When mood has been measured immediately before and after physical exertion, the results are overwhelmingly positive. Specifically, exercise training can reduce anxious mood in both those with high anxiety or those with a typical level. Although some outliers exist (for instance, whether the exercise was competitive, and whether study participants were exercising at a more intense level than usual) and more studies are needed, generally exercise is associated with a mood boost.
Just like exercise can improve mood, it can also help reduce anxiousness. One literature review combined results of three large studies and concluded that self-reported levels of exercise correlated with better mental health, including fewer symptoms of anxiety and depression.

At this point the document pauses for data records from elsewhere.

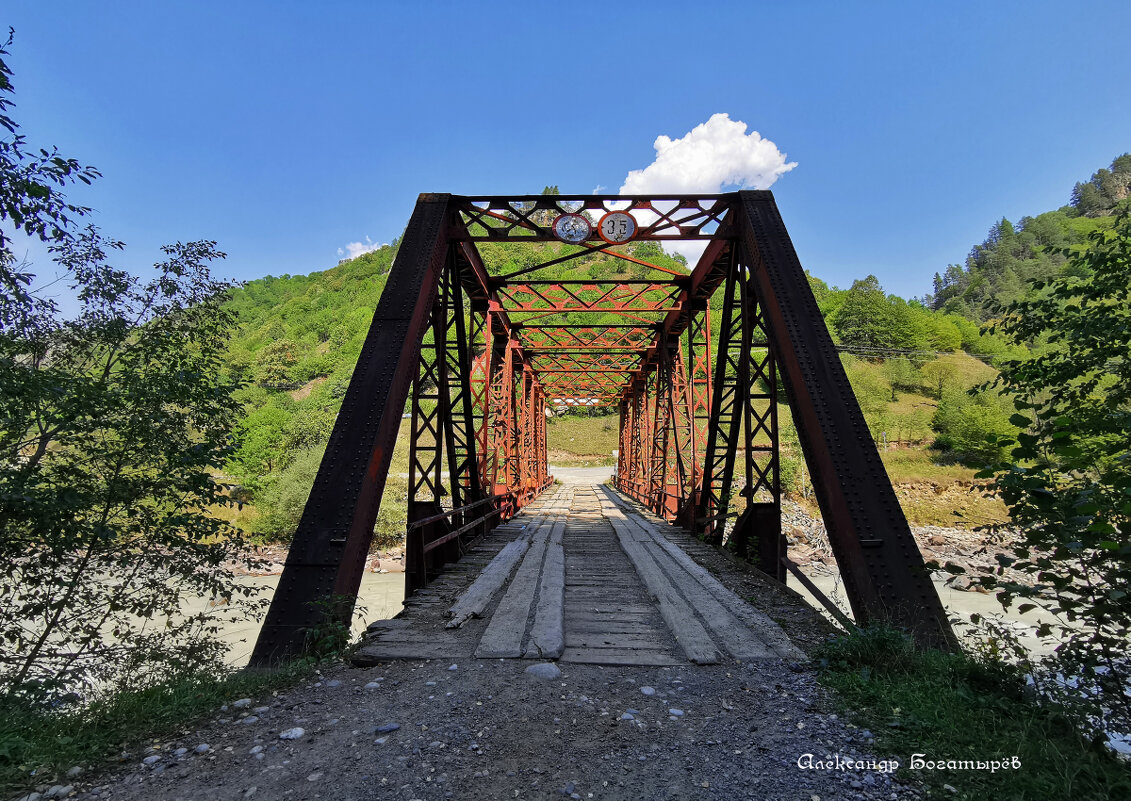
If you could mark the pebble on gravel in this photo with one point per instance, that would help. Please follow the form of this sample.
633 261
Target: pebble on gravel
544 670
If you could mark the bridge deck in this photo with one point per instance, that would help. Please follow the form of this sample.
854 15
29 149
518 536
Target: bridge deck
579 576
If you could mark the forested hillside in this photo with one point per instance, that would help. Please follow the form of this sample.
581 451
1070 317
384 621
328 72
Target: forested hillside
911 362
1012 255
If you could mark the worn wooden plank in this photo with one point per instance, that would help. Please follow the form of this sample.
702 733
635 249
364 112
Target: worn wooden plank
766 629
735 637
477 596
371 654
619 656
504 634
688 631
609 639
546 632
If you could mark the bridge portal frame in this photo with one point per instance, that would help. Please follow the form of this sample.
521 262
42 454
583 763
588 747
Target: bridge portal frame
480 358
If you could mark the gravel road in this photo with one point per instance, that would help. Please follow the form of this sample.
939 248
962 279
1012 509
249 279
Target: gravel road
492 730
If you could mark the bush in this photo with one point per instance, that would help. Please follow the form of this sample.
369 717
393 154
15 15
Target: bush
970 427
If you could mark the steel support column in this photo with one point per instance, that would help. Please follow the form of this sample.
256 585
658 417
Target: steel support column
327 557
882 568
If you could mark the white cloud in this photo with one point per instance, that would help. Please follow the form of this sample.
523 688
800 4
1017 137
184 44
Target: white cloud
715 155
355 249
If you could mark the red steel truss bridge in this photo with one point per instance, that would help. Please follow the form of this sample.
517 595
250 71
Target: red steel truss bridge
694 363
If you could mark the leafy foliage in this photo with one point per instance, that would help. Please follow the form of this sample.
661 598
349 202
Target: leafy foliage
959 707
1068 484
1001 268
111 427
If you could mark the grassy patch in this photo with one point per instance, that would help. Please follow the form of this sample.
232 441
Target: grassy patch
51 742
918 465
585 439
955 707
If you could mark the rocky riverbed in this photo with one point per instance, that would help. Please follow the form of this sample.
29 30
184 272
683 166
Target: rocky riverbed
970 550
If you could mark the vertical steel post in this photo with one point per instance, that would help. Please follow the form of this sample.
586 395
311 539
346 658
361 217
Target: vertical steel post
327 557
882 568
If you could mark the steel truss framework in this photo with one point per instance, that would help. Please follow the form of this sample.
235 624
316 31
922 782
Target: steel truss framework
693 363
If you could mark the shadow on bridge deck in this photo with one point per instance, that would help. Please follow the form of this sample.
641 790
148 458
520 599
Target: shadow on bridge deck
579 576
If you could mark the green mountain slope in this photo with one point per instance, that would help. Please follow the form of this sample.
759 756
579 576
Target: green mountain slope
1001 267
300 337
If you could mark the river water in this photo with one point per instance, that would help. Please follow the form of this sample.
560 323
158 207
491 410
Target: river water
381 595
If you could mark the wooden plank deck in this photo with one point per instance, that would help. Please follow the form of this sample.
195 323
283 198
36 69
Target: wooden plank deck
579 576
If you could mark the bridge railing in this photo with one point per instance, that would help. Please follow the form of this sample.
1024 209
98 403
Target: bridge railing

How does exercise do this? The reasons are complex (and still being studied). But one theory is that exercise triggers certain events inside your body, the outcome of which is a higher resilience against stress-related disorders.
Speaking of anxiety and depression, there is some evidence that physical activity might help reduce risk of future symptoms. In a recent meta-analysis of 13 studies on the topic, the combined results showed a 22% reduced risk of developing depressive symptoms for the active groups in the studies.
More research is needed, but many studies show that stress sensitivity can be reduced after exercise, helping your body resist the ramifications of stressors.
In fact, exercise is an emerging therapy for the elderly, as there is some evidence showing that physical exertion might mitigate the brain degeneration associated with Alzheimer’s disease and old age.
Although it might seem counterintuitive, exercise could even have a beneficial effect on sleep quality. One recent meta-analysis that gathered current studies on the topic featuring older adults (those over 40), found that exercise training improved sleep quality for those studied. So although participants didn’t necessarily sleep more, they slept better.